6歳までがカギ──子どもの「考える力」の育て方
(写真はイメージ) Milatas-iStock
<「考える力」が重要だということは知られていますが、それが具体的に何を指すのか、実戦に移すために押さえるべきポイントは何か。「考える力」を支える「言葉の力」を醸成する過程で親ができることを紹介します>
現代社会では、医療やテクノロジーはもちろん、ダイエットから子育て方法に至るまで日々新しい発見や検証がなされ、それまでの常識をくつがえすような事柄が次々と生まれています。一体何を信じたらいいのかわからなくなるかもしれませんが、これはグローバル情報時代の宿命だと言えます。
変化の激しい社会では「自分で考えて判断する力」が求められます。情報を見極める力、常識を疑う力、未来を予測する力、多面的に考える力、自分の思考を検討する力など「考える力」が育っていなければ、氾濫する情報や社会の変化にふり回される人生を送ることになってしまうでしょう。
日本の教育で見落とされているのが「考える力」です。終身雇用や年功序列という日本の伝統的な雇用形態が消滅しつつある今、社会の変化に受け身に対処していては生き残ることはできません。これからの子どもたちには、変化に主体的に向き合い、未来を開拓していく力、自分で考える力が強く求められます。
自分は何を信じるのか、自分はどんな人生を送りたいのか、自分にとってベストな選択は何なのか。経験や直感に頼らず、周囲の意見に流されず、自分の生き方を見つめながら意思決定できる力、そんな「考える力」の育成方法について、乳幼児期の家庭教育を中心に解説します。
乳幼期に「言葉の力」を強固に育てる
「考える力」を育てる第一歩は「言葉の力」を強くすることです。当たり前なのですが、これをなおざりにしている親が多いのです。一昔前であれば、祖父母、兄弟姉妹、親戚、近所の人など、赤ちゃんは年齢も性別も職業も人生経験も異なる多様な人に囲まれ、たくさんの言葉に触れながら育ちました。だから親が特に意識しなくても子どもの言葉は育ったのです。
しかし、核家族化、少子化、都市化、情報化が進んだ今、赤ちゃんの周りから人が減り、コミュニケーション機会が減り、多様な言葉に触れる場面が極端に少なくなってしまいました。その結果、「生きた言葉のインプット」が足りなくなってしまったのです。今の時代は「放っておいたら言葉は育たない」のです。

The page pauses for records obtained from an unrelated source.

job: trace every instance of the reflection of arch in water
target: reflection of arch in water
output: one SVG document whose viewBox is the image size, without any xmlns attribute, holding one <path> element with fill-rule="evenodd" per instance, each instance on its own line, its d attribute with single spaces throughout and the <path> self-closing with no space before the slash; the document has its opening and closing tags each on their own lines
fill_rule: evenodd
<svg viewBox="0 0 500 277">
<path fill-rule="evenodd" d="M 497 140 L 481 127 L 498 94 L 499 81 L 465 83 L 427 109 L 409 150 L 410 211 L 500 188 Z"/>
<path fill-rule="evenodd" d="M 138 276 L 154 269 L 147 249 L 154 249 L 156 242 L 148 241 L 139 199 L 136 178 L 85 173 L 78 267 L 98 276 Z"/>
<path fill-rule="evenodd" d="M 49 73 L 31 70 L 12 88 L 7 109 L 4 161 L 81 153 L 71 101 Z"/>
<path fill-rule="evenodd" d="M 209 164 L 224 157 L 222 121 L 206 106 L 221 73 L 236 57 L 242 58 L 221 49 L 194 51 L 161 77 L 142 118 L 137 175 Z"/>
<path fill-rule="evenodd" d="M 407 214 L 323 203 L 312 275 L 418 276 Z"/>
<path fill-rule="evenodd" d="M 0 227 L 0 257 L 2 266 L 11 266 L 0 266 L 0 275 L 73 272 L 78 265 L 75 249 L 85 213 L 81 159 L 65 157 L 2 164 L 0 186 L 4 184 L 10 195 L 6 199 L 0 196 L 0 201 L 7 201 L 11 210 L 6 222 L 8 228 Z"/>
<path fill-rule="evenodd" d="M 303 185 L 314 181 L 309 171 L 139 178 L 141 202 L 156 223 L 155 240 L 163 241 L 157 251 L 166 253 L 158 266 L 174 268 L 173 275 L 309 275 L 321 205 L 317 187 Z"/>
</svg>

子どもの言葉を強く育てるには、子どもが生まれてから「6歳まで」の家庭環境が極めて重要です。この時期の子どもは言葉を習得する最適期にあり、適切な言語環境があれば、二カ国語でも、三カ国語でも何の苦労もなく身につけることができます。
しかしその一方で、この時期に「生きた言葉のインプット」が不足すると、思考力の土台となる「言葉の力」が弱く育ってしまうのです。親と赤ちゃんがいつも二人きり、四六時中テレビやインターネットを見っぱなしという家庭では特に注意が必要です。
生まれてきた赤ちゃんの仕事は「環境に適応すること」です。子どもの周りに言葉という刺激が少なければ、「言葉は生きるために必要ないもの」と脳が認識してしまい、子どもの頭脳は言葉に対してあまり反応しないように育ってしまう可能性があるのです。
大切なのは頭脳の配線工事の90%が完成すると言われる「6歳まで」に生きた言葉の刺激を大量に与えること。言葉を大量に与えることで、脳の言語回路を複雑かつ強固に発達させることができます。この頭脳の土台が、将来の言語操作能力、言語理解力、思考力へと発展していくのです。
もちろん赤ちゃんは、いくら話しかけても言葉を理解するはずがありません。だからといって沈黙のまま過ごさせていると、言葉に反応しない子に育ってしまいます。親が子どもの世話や遊びを通して言葉をたくさんかけてあげれば、言葉が刺激となって、言葉に応じやすい言語回路がどんどん成長していきます。